Presentation Type: Poster Session
Bisphosphonate-related osteonecrosis of the jaw (BRONJ) is a complication seen in patients on bisphosphonates (BPs) for malignant diseases such as cancer and serious conditions including osteoporosis. Oral, periodontal, or endodontic treatment has been implicated as possible risk factors of BRONJ for those taking BPs. Studies indicate that patients taking BPs are at a higher risk of developing BRONJ. We hypothesize that genetic and environmental factors may contribute to the development of the disease given that several patients who have taken BPs have not developed BRONJ. A weakened microbicidal activity of the immune cells could be one of the factors attributable to the etiology of ONJ. One important human defense mechanism is myeloperoxidase (MPO) system, found in leukocytes that interact with hydrogen peroxide and halide to defend the human cells from bacteria, fungi, and viruses.

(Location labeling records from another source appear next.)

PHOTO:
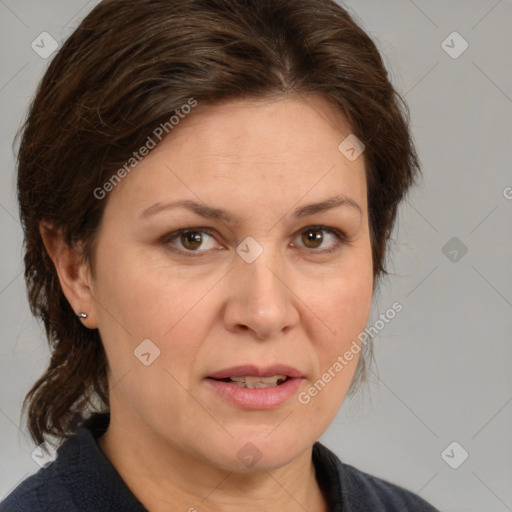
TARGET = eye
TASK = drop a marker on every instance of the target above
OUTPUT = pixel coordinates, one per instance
(314, 237)
(190, 240)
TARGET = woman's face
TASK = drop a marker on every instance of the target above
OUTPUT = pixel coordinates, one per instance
(261, 279)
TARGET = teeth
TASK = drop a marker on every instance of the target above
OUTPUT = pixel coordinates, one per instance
(258, 382)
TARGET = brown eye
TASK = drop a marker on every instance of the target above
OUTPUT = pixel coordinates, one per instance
(321, 239)
(312, 238)
(191, 240)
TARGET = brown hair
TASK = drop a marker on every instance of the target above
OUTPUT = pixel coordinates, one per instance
(125, 70)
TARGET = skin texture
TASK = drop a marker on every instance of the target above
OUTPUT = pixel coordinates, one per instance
(173, 440)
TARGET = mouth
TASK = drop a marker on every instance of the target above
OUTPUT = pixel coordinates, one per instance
(252, 387)
(251, 382)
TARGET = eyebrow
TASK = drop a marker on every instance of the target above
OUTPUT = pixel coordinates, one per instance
(210, 212)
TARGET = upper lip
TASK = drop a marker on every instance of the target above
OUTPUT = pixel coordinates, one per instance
(255, 371)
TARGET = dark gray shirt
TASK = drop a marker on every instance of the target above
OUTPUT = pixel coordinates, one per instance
(82, 479)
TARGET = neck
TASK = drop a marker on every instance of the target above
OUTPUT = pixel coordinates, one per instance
(165, 477)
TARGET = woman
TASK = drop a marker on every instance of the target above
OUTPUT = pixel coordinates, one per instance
(207, 190)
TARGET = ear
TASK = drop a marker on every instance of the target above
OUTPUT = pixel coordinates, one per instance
(73, 272)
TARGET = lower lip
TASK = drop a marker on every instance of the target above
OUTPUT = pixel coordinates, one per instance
(262, 398)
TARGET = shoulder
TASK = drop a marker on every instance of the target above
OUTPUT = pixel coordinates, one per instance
(41, 492)
(358, 491)
(378, 492)
(80, 479)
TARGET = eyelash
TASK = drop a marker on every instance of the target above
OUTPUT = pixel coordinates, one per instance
(341, 239)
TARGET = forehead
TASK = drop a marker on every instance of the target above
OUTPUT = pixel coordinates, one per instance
(249, 152)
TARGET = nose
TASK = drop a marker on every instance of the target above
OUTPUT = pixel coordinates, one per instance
(260, 299)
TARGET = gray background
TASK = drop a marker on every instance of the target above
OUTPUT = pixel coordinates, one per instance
(444, 363)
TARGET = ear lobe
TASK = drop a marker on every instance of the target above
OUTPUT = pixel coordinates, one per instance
(73, 272)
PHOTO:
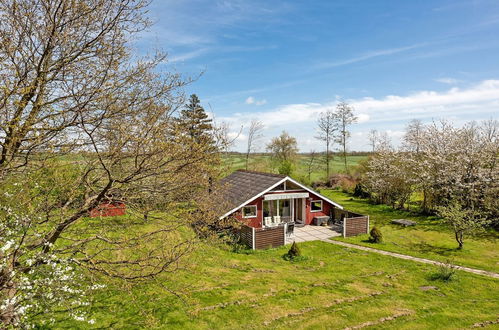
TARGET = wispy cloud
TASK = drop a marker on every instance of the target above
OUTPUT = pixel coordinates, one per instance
(252, 100)
(448, 81)
(367, 56)
(188, 55)
(389, 112)
(216, 49)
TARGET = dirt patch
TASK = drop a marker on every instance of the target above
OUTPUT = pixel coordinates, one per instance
(485, 324)
(428, 288)
(331, 304)
(400, 313)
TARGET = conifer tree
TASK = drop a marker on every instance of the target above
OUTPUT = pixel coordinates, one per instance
(195, 122)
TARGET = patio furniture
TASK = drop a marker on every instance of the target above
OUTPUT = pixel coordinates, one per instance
(277, 220)
(320, 220)
(290, 230)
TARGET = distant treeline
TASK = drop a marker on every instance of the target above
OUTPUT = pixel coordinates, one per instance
(351, 153)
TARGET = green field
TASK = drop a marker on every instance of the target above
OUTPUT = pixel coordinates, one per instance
(428, 239)
(261, 162)
(331, 288)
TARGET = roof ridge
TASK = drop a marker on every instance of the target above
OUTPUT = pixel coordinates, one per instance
(262, 173)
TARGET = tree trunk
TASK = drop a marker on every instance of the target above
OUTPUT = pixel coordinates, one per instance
(459, 239)
(327, 162)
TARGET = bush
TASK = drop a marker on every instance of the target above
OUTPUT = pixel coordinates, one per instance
(376, 235)
(446, 272)
(285, 168)
(293, 253)
(360, 191)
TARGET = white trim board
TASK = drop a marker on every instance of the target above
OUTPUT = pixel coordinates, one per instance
(275, 185)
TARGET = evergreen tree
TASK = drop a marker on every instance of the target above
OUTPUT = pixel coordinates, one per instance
(195, 123)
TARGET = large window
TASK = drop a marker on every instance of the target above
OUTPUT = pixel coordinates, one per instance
(249, 211)
(316, 206)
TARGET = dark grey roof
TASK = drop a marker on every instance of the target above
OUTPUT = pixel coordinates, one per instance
(242, 185)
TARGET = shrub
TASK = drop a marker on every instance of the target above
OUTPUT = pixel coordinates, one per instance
(293, 253)
(285, 168)
(360, 191)
(376, 235)
(446, 272)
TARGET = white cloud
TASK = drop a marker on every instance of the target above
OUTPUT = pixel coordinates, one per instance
(449, 81)
(367, 56)
(188, 55)
(252, 100)
(389, 113)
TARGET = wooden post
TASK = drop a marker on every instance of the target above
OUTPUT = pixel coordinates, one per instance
(252, 238)
(285, 231)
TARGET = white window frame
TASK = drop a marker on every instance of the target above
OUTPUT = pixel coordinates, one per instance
(251, 216)
(315, 201)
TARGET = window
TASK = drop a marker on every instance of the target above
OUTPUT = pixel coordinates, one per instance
(249, 211)
(316, 206)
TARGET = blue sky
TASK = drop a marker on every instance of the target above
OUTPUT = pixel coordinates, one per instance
(283, 62)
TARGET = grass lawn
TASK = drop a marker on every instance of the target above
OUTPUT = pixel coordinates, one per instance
(262, 163)
(428, 239)
(334, 287)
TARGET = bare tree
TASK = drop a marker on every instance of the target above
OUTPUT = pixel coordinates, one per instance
(311, 164)
(344, 117)
(373, 139)
(284, 150)
(327, 128)
(83, 123)
(254, 134)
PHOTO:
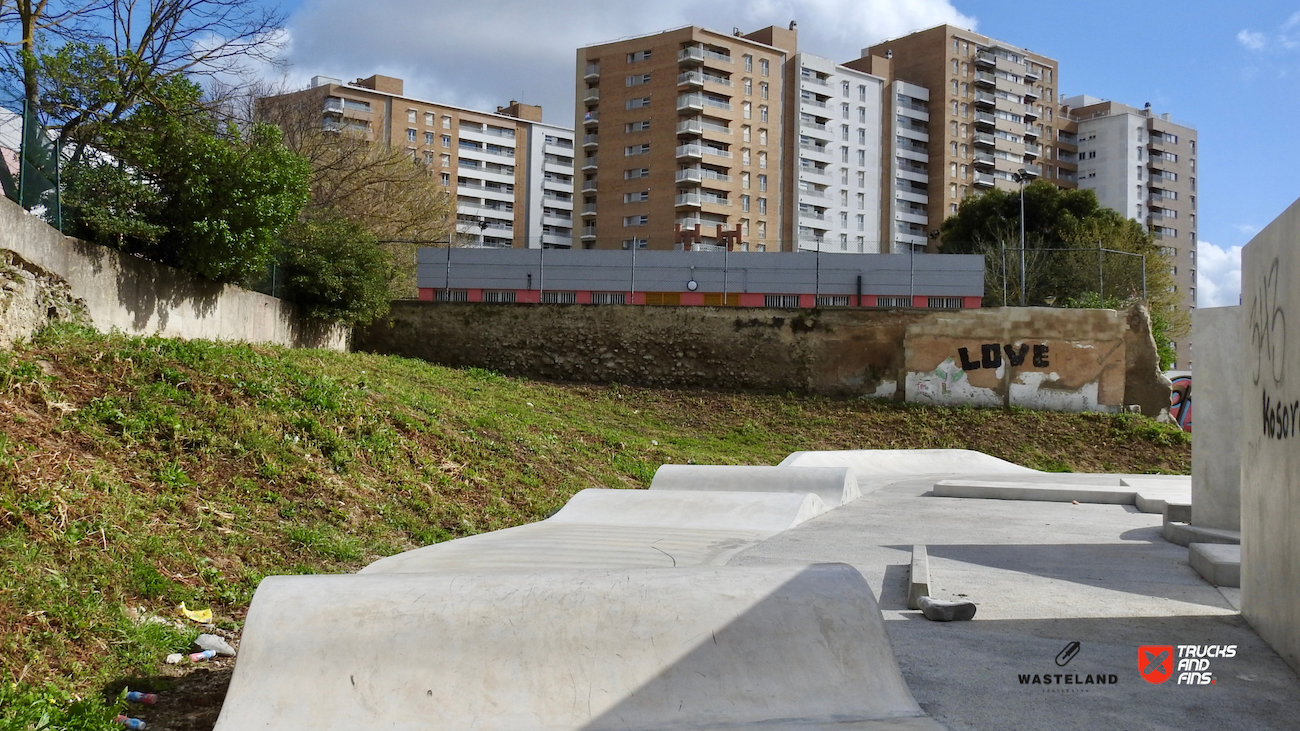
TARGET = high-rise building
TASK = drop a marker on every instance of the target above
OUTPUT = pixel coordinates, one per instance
(683, 139)
(511, 173)
(993, 120)
(1143, 164)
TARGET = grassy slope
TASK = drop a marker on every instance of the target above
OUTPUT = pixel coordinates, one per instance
(146, 472)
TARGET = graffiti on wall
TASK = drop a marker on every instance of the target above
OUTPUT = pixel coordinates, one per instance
(1269, 340)
(1181, 402)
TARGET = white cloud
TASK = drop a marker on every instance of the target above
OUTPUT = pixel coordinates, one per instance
(1218, 275)
(466, 53)
(1253, 40)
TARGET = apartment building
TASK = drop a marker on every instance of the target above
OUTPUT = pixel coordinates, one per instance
(993, 117)
(1143, 164)
(835, 174)
(512, 174)
(683, 139)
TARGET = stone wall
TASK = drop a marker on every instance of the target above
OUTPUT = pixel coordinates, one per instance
(1270, 435)
(141, 297)
(1216, 397)
(1066, 359)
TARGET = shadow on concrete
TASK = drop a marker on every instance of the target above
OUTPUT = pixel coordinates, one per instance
(967, 674)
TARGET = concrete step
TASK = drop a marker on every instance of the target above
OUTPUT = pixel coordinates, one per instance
(1217, 563)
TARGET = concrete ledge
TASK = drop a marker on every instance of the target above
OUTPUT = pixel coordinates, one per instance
(835, 485)
(1217, 563)
(1184, 535)
(919, 583)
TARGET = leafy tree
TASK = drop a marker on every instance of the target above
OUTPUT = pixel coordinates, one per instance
(334, 271)
(1065, 232)
(178, 189)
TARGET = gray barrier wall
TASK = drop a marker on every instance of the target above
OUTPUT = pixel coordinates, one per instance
(1217, 345)
(141, 297)
(1270, 435)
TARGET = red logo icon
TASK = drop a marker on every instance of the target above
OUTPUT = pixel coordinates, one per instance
(1156, 662)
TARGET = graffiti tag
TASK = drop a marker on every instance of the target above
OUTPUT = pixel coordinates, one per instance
(991, 355)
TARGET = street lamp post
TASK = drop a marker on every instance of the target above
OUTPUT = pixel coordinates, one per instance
(1022, 177)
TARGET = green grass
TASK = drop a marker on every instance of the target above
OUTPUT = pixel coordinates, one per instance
(137, 474)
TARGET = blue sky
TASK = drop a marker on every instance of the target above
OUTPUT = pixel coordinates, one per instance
(1229, 70)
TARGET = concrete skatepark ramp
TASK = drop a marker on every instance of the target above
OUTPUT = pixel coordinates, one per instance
(690, 648)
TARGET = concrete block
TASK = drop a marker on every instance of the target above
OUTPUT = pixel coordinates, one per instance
(918, 584)
(1217, 563)
(789, 647)
(835, 485)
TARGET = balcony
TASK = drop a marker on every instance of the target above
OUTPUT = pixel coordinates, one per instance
(700, 176)
(700, 78)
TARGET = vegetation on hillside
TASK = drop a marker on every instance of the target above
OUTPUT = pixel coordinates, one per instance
(137, 474)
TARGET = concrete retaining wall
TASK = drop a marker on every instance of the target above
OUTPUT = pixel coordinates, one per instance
(1218, 341)
(1036, 358)
(141, 297)
(1270, 435)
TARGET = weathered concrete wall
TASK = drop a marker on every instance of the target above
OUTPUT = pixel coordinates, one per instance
(1270, 435)
(1218, 341)
(144, 298)
(831, 351)
(1032, 357)
(31, 298)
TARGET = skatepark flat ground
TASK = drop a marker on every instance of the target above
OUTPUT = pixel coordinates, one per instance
(1044, 574)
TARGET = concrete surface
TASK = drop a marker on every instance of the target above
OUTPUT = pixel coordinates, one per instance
(835, 485)
(918, 578)
(1043, 575)
(601, 528)
(1270, 435)
(872, 463)
(796, 647)
(1218, 340)
(1217, 563)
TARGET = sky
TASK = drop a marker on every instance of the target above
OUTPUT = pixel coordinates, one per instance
(1229, 70)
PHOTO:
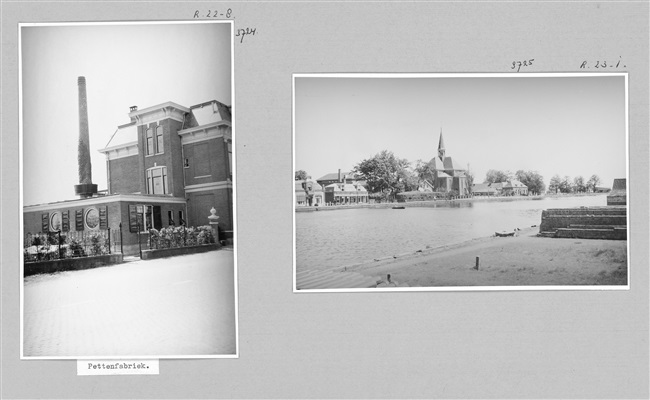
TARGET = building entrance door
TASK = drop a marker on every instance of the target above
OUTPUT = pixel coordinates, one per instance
(157, 217)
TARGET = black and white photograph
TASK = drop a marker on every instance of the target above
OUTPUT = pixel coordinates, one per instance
(460, 181)
(127, 190)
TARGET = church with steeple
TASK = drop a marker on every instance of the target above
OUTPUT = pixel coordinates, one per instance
(447, 173)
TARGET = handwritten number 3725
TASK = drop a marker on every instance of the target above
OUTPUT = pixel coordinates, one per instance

Recent studies have identified polymorphisms in MPO gene, thus strengthening our hypothesis to analyze MPO gene. Objective: To identify polymorphisms in MPO gene of BRONJ patients. Methods: Tissue samples for this study included 15 patients, 5 each from BP+ONJ+, BP+ONJ-, and BP-ONJ- cohorts. DNA was extracted from each tissue sample followed by the amplification of the 350 bp MPO region by polymerase chain reaction. Agarose gel electrophoresis was performed to confirm the size of the amplicons. Restriction fragment length polymorphism (RFLP) was conducted to detect the presence of mutations in MPO gene and was further confirmed through DNA sequencing. Results: The data from DNA sequencing and RFLP was analyzed for any polymorphisms in MPO gene. RFLP results indicated that two of the patients showed heterozygous genotype and the remaining homozygous. Conclusions: A mutation in MPO gene would suggest that hereditary genetic factors could be one of the reasons for developing chronic infection of BRONJ. The funding was provided by NYU student research funds.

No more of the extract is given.